La politique étrangère sous son mandat rompt également avec la prudence traditionnelle de la diplomatie saoudienne. Dès mars 2015, il lance l'opération "Tempête décisive" au Yémen pour contrer l'influence des rebelles Houthis soutenus par l'Iran. Cette guerre, qui s'enlise et provoque une crise humanitaire majeure, témoigne de la nouvelle doctrine Salman : une volonté d'interventionnisme militaire direct pour préserver la sphère d'influence saoudienne face à l'arc chiite. Parallèlement, il adopte une ligne dure vis-à-vis du Qatar, initiant un blocus diplomatique et économique en 2017 qui fracturera le Conseil de coopération du Golfe pendant plusieurs années. Sa relation avec les États-Unis connaît des fluctuations, chaleureuse sous la présidence de Donald Trump, qui choisit Riyad pour son premier voyage officiel, plus froide sous l'administration Biden, critique sur le dossier des droits de l'homme et l'assassinat du journaliste Jamal Khashoggi.
Malgré les controverses internationales et les défis économiques liés à la fluctuation des prix du pétrole, Salman maintient le cap de sa "Vision 2030", un plan ambitieux visant à sortir le royaume de sa dépendance aux hydrocarbures. Il supervise le lancement de mégaprojets comme NEOM, tout en veillant à ne pas aliéner totalement les bases conservatrices du royaume. Son rôle est celui d'un équilibriste : il doit rassurer les religieux wahhabites garants de la légitimité du trône, tout en permettant à la jeunesse saoudienne, majoritaire démographiquement, d'accéder à des loisirs et à un mode de vie globalisé. Il incarne cette dualité en apparaissant tantôt en costume traditionnel dans les danses de l'épée, rappelant ses origines bédouines, tantôt en signant des décrets modernisateurs qui bousculent les certitudes séculaires.
Au crépuscule de sa vie, le roi Salman apparaît moins dans les affaires courantes, laissant la gestion quotidienne à son fils et prince héritier. Pourtant, sa présence demeure la clé de voûte du système. Il reste le garant ultime de l'unité nationale et de la stabilité de la famille régnante. Chaque apparition publique est scrutée, chaque discours analysé comme l'expression de la volonté souveraine. Il a réussi à opérer la transition la plus délicate de l'histoire du royaume : le passage du pouvoir de la génération des fils du fondateur à celle des petits-fils. En choisissant d'imposer son fils, il a pris le risque de la division familiale pour assurer, selon sa vision, la pérennité de l'État face aux défis du XXIe siècle.
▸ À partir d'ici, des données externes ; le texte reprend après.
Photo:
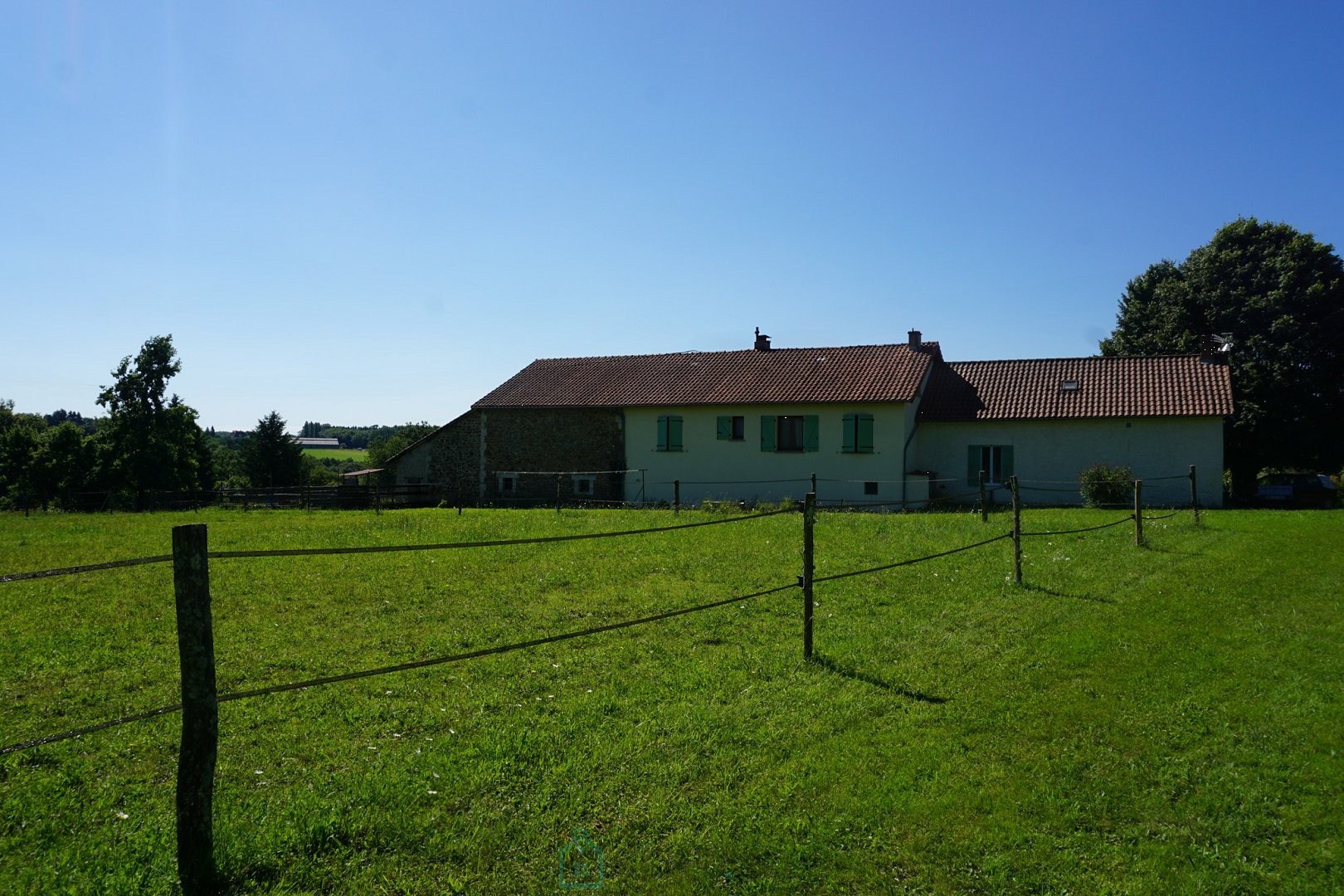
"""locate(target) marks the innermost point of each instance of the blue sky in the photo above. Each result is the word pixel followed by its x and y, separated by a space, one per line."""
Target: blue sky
pixel 377 212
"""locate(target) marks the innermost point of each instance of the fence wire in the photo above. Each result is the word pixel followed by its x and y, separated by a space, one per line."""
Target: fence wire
pixel 1090 528
pixel 399 666
pixel 299 553
pixel 905 563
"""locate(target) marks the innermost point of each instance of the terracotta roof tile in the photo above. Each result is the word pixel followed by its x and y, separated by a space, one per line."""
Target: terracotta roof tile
pixel 1034 390
pixel 793 375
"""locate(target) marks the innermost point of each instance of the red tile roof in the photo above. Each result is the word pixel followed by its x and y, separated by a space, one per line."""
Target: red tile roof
pixel 793 375
pixel 1032 390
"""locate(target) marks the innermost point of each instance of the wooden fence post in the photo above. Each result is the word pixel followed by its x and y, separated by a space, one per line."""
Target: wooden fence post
pixel 199 711
pixel 1138 512
pixel 810 518
pixel 1016 531
pixel 984 509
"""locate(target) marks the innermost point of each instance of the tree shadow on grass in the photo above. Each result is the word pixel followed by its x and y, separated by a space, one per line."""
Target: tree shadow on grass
pixel 850 672
pixel 1094 598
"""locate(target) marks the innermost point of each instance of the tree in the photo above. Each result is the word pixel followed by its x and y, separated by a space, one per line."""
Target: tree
pixel 272 458
pixel 149 442
pixel 1281 295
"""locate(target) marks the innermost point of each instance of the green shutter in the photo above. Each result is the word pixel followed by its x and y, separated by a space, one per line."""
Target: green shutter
pixel 864 433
Son parcours est celui d'un homme d'État qui a su attendre son heure, accumulant patiemment expérience et réseaux pendant un demi-siècle de gouvernance locale avant de déployer, une fois sur le trône, une vision qui transforme radicalement la nature même du pouvoir saoudien. Il n'est pas simplement un roi de plus dans la liste des monarques saoudiens ; il est celui qui a refermé le chapitre de la fondation pour ouvrir, avec une détermination parfois implacable, celui de la refondation. Entre tradition wahhabite et nationalisme saoudien, entre solidarité dynastique et concentration du pouvoir, Salman bin Abdulaziz aura été l'architecte d'une Arabie saoudite nouvelle, dont les contours définitifs et les conséquences à long terme restent encore à écrire par l'histoire. Il laisse un royaume en pleine mutation, ayant troqué la prudence du consensus pour l'efficacité de la verticalité, un pari historique dont il porte l'entière responsabilité devant son peuple et devant l'histoire de sa lignée.